Malware Campaign with Malicious Chrome and Edge Extensions

DOWNLOAD PDF OF THREAT REPORT

SUMMARY

A current malware campaign is using malicious Google Chrome and Microsoft Edge extensions to install a trojan via fake websites that appear legitimate. According to the ReasonLabs research team, “The trojan malware includes various payloads, from basic adware extensions that hijack search results to more advanced malicious scripts that install local extensions to steal sensitive data and execute a range of commands.”

 

TECHNICAL DETAILS

The malware and its associated extensions have impacted over 300,000 users of Chrome and Edge.  Malvertising is the primary tactic, where users are directed to lookalike websites mimicking Roblox FPS Unlocker, YouTube, VLC media player, Steam, or KeePass.
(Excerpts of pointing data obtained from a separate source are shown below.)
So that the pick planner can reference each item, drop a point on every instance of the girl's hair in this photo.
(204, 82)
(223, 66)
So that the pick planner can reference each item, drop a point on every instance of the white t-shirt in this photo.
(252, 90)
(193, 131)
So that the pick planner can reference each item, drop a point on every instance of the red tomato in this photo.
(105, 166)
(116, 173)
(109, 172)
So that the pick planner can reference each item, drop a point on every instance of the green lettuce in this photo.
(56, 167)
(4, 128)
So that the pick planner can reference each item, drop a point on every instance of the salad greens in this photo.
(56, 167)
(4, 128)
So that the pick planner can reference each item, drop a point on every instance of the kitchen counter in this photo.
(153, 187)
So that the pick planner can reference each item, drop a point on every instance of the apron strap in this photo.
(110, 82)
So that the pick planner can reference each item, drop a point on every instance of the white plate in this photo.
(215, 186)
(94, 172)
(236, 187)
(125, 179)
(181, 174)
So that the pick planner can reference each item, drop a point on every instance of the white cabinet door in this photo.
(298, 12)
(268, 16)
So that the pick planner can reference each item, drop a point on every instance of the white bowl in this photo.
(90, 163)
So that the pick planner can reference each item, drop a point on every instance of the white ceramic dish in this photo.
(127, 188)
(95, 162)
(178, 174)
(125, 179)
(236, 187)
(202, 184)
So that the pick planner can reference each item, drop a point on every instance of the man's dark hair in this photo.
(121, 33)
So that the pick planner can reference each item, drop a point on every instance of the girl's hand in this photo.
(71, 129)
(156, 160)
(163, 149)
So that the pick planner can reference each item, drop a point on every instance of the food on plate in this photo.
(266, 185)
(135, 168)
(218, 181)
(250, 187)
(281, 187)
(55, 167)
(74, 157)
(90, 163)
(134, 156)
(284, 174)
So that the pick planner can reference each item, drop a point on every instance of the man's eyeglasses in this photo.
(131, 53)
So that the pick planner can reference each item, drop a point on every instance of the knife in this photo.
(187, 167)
These fake sites deceive users into downloading a trojan, which then acts as a delivery mechanism for installing malicious browser extensions.

 

Once installed, the trojan registers a scheduled task designed to run a PowerShell script that then downloads and executes additional payloads from a remote server. The script also modifies the Windows Registry to enforce the installation of extensions from the Chrome Web Store and Microsoft Edge Add-ons. These extensions hijack search queries on Google and Microsoft Bing, redirecting them through servers controlled by the attackers.

 

The installed extensions are highly persistent and cannot be disabled by the user, even when Developer Mode is enabled.  According to ReasonLabs, newer versions of the script also prevent browser updates. The campaign includes launching a local extension, downloaded directly from a command-and-control (C2) server, which can intercept all web requests, sending them to the C2 server, receiving commands and encrypted scripts, and injecting and loading scripts into all web pages. The malware also hijacks search queries from search engines like Ask.com, Bing, and Google, rerouting them through its servers before directing users to other search engines.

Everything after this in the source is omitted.